Ah, pregnancy. It’s the one time in your life you have carte blanche (I mean metaphorically, not literally, please don’t spend all your money) to buy anything you want under the guise of "needing it for the baby".
I am not here to burst your bubble. If you’d like to buy any of the things on this list, then you should of course do so. I only want to let you know the places where I probably could have saved my cash, so that you might choose to do the same, and buy something for yourself instead. (Oh, go on. You’re about to save so much money! You’ve earned it!).
1. Designer baby clothing in size 000.
Well hello there, and welcome to "I had to buy it because it’s like a big person shoe BUT TEENY TINY," Anonymous!
I get it: baby shoes are ridiculous. It is impossible to walk past a small version of, say, an adult RM Williams boot and not think that you need to purchase it immediately for the low, low price of $149. This happens to the best of us (me). But friends, unless your baby needs a smart-casual outfit to wear to their office job as a marketing executive - in which case, be my guest, the RMs are an excellent choice, very on-trend - they will probably not get much wear out of these. Because they cannot walk. Do you see where I’m going with this?
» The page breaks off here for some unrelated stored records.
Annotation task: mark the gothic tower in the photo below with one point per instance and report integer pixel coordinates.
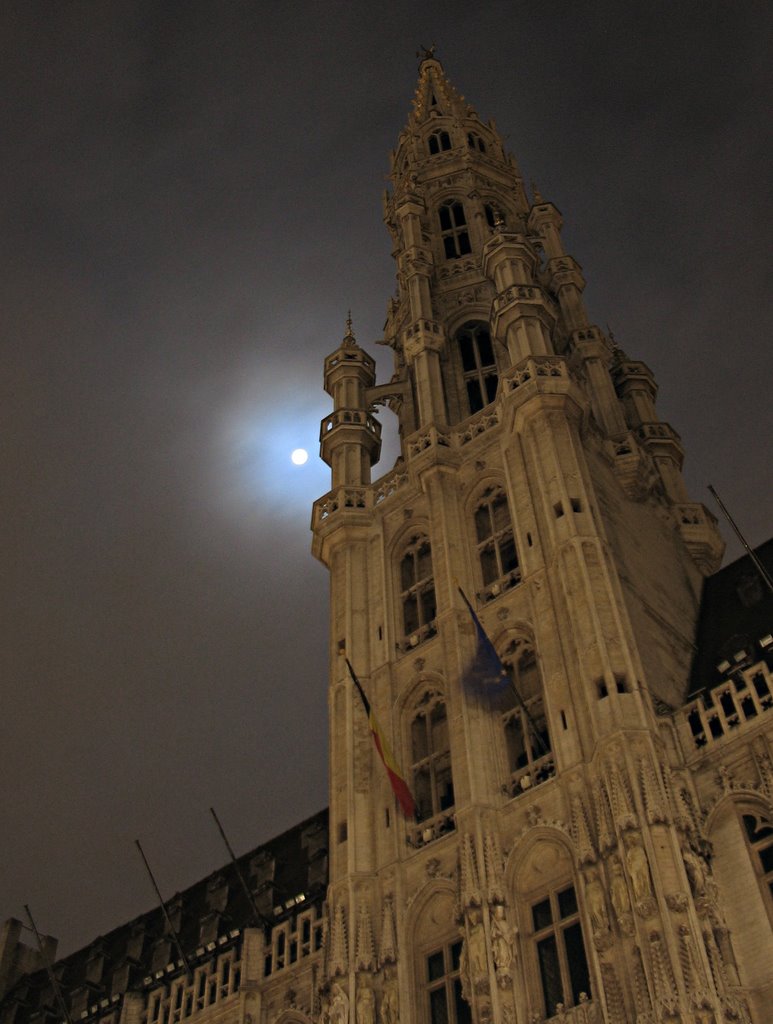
(558, 865)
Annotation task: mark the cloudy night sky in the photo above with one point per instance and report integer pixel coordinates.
(190, 202)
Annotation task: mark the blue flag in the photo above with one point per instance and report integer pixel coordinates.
(485, 676)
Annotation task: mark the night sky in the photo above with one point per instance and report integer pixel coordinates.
(190, 202)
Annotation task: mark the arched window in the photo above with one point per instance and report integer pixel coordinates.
(439, 141)
(494, 532)
(555, 965)
(443, 986)
(478, 365)
(526, 738)
(557, 936)
(430, 757)
(417, 592)
(454, 230)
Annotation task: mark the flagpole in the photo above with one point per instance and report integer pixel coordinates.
(49, 970)
(164, 910)
(755, 560)
(257, 915)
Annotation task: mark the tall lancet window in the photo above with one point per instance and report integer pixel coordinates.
(454, 230)
(526, 738)
(439, 141)
(417, 591)
(478, 365)
(430, 750)
(494, 532)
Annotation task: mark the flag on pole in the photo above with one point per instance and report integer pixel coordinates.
(485, 676)
(396, 780)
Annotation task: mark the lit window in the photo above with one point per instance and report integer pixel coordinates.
(494, 532)
(439, 141)
(443, 987)
(478, 365)
(760, 838)
(454, 230)
(557, 937)
(526, 737)
(418, 591)
(430, 755)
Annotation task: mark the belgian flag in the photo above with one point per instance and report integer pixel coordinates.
(398, 783)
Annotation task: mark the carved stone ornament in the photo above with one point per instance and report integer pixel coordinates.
(638, 869)
(667, 998)
(339, 961)
(476, 953)
(366, 1006)
(619, 896)
(364, 953)
(390, 1003)
(677, 902)
(339, 1005)
(388, 938)
(596, 905)
(502, 947)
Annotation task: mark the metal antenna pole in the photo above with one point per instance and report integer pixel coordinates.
(257, 915)
(164, 910)
(756, 561)
(49, 970)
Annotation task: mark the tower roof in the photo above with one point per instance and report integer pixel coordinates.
(435, 94)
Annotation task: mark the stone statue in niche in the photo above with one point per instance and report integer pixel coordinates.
(638, 868)
(618, 892)
(501, 942)
(596, 904)
(339, 1006)
(366, 1006)
(476, 950)
(390, 1003)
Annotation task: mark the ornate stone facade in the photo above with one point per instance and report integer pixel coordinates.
(588, 847)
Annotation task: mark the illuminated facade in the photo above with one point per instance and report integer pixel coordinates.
(596, 847)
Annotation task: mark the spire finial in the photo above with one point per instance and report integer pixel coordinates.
(349, 338)
(426, 52)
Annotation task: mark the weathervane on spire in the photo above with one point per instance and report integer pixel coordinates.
(349, 336)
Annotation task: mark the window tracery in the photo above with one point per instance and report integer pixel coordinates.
(454, 230)
(430, 757)
(558, 943)
(443, 986)
(417, 592)
(524, 722)
(478, 365)
(496, 544)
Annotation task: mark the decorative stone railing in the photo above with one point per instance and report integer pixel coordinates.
(586, 1012)
(350, 418)
(533, 774)
(728, 707)
(431, 828)
(215, 978)
(534, 368)
(294, 940)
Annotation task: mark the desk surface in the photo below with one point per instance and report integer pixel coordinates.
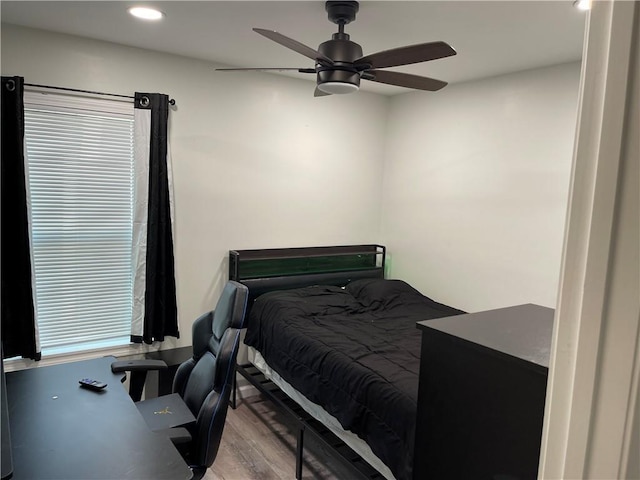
(62, 431)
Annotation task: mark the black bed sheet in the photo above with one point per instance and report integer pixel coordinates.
(355, 351)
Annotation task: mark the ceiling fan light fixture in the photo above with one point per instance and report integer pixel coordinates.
(338, 88)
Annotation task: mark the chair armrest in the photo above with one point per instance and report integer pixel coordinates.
(177, 435)
(137, 365)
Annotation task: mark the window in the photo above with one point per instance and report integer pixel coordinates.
(80, 175)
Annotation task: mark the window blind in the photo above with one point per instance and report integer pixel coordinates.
(80, 172)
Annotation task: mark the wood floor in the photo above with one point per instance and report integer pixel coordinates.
(258, 444)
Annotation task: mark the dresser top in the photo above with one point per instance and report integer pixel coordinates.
(522, 331)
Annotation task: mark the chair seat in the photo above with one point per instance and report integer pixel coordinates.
(167, 411)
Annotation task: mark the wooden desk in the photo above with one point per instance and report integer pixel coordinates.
(481, 396)
(62, 431)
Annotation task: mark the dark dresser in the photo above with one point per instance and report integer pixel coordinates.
(483, 379)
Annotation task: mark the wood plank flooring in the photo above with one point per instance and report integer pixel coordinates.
(258, 443)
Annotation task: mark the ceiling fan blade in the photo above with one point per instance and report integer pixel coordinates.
(404, 80)
(259, 69)
(406, 55)
(294, 45)
(320, 93)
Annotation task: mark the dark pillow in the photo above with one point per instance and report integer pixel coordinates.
(383, 292)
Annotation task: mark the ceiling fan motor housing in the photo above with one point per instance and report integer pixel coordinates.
(343, 52)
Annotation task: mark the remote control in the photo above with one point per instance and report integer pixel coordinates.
(92, 384)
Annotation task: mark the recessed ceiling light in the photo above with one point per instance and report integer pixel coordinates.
(582, 4)
(146, 13)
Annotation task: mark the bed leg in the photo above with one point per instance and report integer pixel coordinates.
(299, 450)
(233, 390)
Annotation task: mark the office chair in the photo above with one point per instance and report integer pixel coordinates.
(202, 384)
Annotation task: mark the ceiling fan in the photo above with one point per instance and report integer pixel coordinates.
(340, 65)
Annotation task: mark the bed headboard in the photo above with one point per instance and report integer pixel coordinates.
(271, 269)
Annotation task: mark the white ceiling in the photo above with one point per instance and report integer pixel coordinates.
(491, 38)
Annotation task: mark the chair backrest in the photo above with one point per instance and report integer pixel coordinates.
(205, 380)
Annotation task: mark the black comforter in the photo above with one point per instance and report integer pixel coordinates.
(355, 351)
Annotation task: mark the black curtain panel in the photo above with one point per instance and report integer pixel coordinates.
(155, 310)
(19, 332)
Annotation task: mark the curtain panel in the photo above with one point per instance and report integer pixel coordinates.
(19, 329)
(154, 303)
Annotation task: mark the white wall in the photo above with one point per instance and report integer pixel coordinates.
(476, 185)
(257, 160)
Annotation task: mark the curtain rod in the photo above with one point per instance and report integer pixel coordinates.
(171, 101)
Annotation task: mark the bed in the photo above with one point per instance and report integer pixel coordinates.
(340, 340)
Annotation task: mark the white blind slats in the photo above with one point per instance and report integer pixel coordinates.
(80, 167)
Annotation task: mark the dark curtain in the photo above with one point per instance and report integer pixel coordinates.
(160, 317)
(19, 333)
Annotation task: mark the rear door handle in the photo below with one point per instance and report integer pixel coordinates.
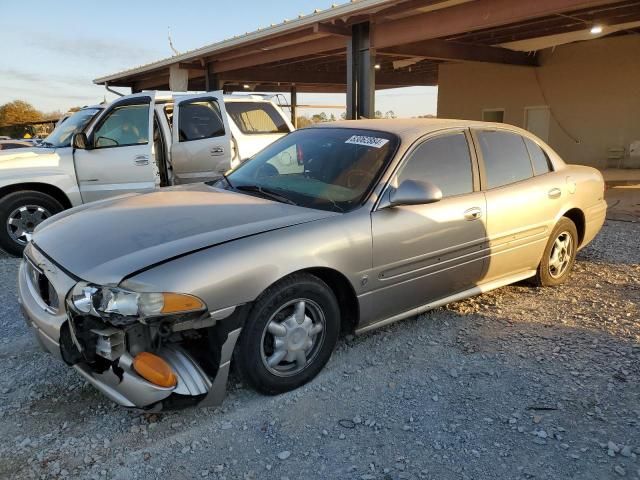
(473, 213)
(554, 193)
(217, 150)
(141, 160)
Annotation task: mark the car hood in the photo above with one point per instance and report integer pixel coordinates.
(29, 157)
(105, 242)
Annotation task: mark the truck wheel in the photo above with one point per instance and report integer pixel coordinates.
(289, 335)
(559, 255)
(20, 213)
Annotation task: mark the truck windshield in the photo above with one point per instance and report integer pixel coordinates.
(64, 131)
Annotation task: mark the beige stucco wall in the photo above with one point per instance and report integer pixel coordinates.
(592, 87)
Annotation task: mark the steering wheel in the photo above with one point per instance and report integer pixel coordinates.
(356, 176)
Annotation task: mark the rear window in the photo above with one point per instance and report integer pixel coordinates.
(505, 156)
(253, 118)
(539, 159)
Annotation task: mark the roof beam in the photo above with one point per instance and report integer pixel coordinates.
(330, 29)
(471, 16)
(446, 50)
(285, 53)
(287, 76)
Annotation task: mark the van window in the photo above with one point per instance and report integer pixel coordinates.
(199, 119)
(124, 125)
(444, 161)
(256, 117)
(505, 156)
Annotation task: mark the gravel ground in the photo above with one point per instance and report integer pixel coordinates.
(517, 383)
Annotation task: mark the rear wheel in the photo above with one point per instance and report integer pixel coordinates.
(289, 336)
(559, 255)
(20, 213)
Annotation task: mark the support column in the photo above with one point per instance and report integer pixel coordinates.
(294, 105)
(361, 84)
(211, 80)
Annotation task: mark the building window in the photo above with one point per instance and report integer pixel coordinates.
(493, 115)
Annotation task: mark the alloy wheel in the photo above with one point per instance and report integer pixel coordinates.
(561, 254)
(23, 220)
(293, 337)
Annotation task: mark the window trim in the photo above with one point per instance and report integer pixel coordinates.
(552, 167)
(481, 163)
(196, 100)
(503, 110)
(144, 100)
(475, 171)
(252, 134)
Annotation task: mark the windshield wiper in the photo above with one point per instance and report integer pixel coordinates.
(266, 192)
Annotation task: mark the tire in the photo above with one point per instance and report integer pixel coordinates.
(39, 206)
(552, 272)
(280, 305)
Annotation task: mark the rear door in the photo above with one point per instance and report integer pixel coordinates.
(522, 200)
(423, 253)
(120, 158)
(201, 146)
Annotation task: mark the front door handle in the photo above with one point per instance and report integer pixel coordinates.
(141, 160)
(473, 213)
(554, 193)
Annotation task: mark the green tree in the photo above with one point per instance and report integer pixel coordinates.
(18, 111)
(303, 122)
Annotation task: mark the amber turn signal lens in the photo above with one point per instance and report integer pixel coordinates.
(176, 303)
(155, 370)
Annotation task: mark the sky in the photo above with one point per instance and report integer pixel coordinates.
(52, 50)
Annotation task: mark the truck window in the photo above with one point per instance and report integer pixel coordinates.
(126, 125)
(199, 119)
(256, 117)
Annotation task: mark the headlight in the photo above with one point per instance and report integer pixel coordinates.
(122, 306)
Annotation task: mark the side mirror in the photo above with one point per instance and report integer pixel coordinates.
(80, 141)
(414, 192)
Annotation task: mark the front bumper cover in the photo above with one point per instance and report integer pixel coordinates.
(119, 381)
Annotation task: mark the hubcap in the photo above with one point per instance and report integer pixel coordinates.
(23, 220)
(561, 254)
(293, 337)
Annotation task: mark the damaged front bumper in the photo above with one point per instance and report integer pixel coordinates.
(201, 374)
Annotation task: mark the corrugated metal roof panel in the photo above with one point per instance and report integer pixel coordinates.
(336, 11)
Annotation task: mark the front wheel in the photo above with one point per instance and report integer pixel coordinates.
(559, 255)
(289, 336)
(20, 213)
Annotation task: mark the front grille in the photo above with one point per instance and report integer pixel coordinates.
(41, 287)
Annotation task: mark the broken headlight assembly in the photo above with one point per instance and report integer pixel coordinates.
(121, 307)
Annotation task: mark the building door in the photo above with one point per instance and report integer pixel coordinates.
(536, 120)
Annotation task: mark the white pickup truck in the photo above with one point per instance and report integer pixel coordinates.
(137, 143)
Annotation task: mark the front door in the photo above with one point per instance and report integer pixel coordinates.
(201, 147)
(423, 253)
(120, 157)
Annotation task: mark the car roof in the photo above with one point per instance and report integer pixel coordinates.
(412, 129)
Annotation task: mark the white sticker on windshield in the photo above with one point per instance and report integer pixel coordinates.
(367, 141)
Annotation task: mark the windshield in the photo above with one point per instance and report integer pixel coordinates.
(324, 168)
(61, 135)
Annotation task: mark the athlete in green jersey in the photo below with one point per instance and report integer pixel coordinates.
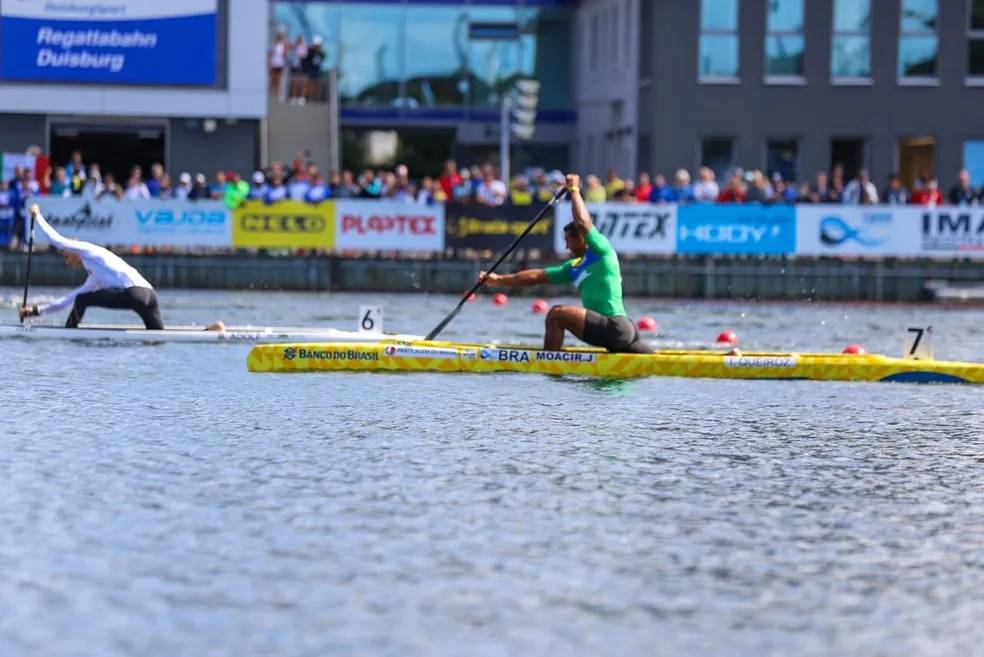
(595, 272)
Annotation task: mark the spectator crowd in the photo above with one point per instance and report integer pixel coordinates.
(302, 180)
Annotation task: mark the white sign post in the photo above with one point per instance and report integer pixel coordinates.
(370, 319)
(919, 343)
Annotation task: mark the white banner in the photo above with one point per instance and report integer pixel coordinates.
(388, 225)
(631, 228)
(949, 232)
(856, 230)
(185, 224)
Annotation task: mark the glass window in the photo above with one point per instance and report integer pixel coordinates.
(495, 64)
(918, 41)
(975, 40)
(781, 157)
(718, 48)
(850, 54)
(370, 55)
(974, 161)
(718, 154)
(784, 40)
(436, 62)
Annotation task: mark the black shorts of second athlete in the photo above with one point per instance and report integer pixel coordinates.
(141, 300)
(616, 334)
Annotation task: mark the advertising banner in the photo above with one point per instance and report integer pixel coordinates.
(185, 224)
(948, 232)
(485, 228)
(124, 41)
(284, 225)
(751, 229)
(845, 230)
(629, 227)
(372, 225)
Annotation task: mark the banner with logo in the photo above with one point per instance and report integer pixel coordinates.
(383, 225)
(124, 41)
(284, 225)
(631, 228)
(858, 230)
(950, 232)
(481, 227)
(184, 224)
(751, 229)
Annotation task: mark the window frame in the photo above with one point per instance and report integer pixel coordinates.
(781, 79)
(850, 80)
(917, 80)
(712, 32)
(973, 80)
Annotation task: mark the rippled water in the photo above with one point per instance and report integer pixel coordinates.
(160, 501)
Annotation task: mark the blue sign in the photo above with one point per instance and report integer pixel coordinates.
(750, 229)
(125, 42)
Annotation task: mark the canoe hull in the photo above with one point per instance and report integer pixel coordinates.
(449, 357)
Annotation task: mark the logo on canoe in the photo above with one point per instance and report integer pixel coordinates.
(759, 361)
(409, 351)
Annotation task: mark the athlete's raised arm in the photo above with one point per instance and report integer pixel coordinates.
(580, 211)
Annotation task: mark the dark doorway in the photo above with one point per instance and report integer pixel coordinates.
(115, 148)
(848, 153)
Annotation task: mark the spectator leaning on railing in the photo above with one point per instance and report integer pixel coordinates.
(962, 193)
(895, 193)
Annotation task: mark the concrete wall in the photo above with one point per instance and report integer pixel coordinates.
(607, 85)
(233, 146)
(676, 111)
(672, 277)
(18, 131)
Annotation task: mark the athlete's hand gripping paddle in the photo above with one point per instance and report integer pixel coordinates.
(512, 247)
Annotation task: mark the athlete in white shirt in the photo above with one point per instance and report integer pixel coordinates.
(111, 283)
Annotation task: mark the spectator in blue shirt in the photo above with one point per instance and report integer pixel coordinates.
(156, 177)
(682, 191)
(661, 192)
(319, 191)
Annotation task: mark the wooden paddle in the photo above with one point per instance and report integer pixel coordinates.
(30, 252)
(512, 247)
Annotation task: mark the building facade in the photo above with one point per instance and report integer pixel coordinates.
(796, 87)
(183, 82)
(422, 80)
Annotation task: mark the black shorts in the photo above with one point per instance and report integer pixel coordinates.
(616, 334)
(140, 300)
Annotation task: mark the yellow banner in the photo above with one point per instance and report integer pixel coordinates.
(284, 225)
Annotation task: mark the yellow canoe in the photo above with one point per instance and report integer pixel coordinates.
(402, 356)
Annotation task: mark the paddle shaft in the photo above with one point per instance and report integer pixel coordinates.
(505, 254)
(30, 253)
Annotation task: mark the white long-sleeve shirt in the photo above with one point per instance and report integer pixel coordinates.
(106, 269)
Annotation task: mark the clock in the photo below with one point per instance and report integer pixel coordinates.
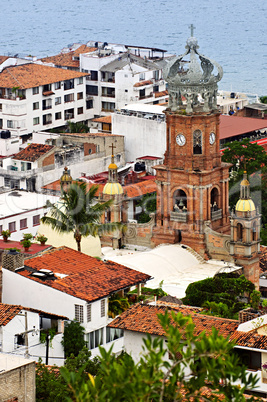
(180, 140)
(212, 138)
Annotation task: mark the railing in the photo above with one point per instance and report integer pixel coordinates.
(178, 216)
(215, 215)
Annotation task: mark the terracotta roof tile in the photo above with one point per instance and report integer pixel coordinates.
(144, 318)
(86, 277)
(143, 83)
(33, 152)
(33, 75)
(67, 59)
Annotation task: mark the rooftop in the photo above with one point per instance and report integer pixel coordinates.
(231, 126)
(33, 75)
(83, 276)
(33, 152)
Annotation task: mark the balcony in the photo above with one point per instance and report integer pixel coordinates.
(178, 216)
(215, 215)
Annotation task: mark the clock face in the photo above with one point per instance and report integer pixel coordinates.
(212, 138)
(180, 140)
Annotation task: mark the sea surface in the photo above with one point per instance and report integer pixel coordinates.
(230, 32)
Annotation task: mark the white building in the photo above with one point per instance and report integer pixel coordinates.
(20, 333)
(21, 212)
(68, 283)
(37, 97)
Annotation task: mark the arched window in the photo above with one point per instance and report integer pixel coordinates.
(179, 201)
(214, 199)
(197, 142)
(239, 232)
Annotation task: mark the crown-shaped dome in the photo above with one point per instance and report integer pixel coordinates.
(195, 79)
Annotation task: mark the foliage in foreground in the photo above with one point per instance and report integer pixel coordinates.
(195, 362)
(221, 289)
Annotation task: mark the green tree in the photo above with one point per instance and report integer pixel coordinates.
(210, 360)
(77, 127)
(78, 212)
(73, 338)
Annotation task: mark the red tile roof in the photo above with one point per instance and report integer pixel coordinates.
(104, 119)
(231, 126)
(144, 318)
(67, 59)
(86, 277)
(142, 83)
(33, 75)
(33, 152)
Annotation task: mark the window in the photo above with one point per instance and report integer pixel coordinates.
(36, 220)
(69, 98)
(197, 142)
(23, 223)
(113, 333)
(95, 338)
(69, 84)
(12, 226)
(10, 124)
(78, 313)
(103, 308)
(89, 104)
(89, 312)
(91, 90)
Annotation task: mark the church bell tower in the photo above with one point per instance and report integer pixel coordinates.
(193, 181)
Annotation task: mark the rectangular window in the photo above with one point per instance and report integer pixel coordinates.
(103, 308)
(23, 223)
(58, 100)
(89, 312)
(36, 220)
(12, 226)
(69, 98)
(78, 313)
(91, 90)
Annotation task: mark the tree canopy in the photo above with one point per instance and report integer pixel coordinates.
(181, 367)
(79, 213)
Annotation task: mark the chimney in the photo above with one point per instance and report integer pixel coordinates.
(12, 259)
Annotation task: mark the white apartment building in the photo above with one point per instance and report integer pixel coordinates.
(37, 97)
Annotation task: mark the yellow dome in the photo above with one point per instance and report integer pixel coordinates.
(112, 189)
(113, 166)
(245, 206)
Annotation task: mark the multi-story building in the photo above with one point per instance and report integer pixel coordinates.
(37, 97)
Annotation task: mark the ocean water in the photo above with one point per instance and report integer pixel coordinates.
(232, 33)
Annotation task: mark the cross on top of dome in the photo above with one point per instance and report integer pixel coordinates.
(194, 79)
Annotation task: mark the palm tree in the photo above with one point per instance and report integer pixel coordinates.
(77, 212)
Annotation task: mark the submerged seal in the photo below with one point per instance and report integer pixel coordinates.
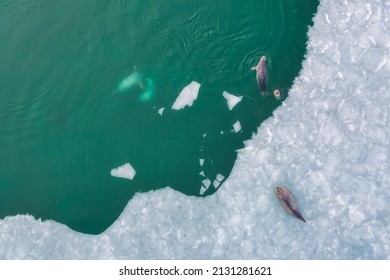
(261, 73)
(288, 203)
I’m sorry to say that this also goes for little tiny Hugo Boss suits, pint-sized Camilla onesies, adorable mini tutus and itsy-bitsy Ralph Lauren polos. There is a special rule that all new parents know to be true, which goes like this: If it cost more than $15, it will get vomited and/or pooed on immediately. It is surprising how often it is both! Aren’t you just so excited for the arrival of your bundle of joy?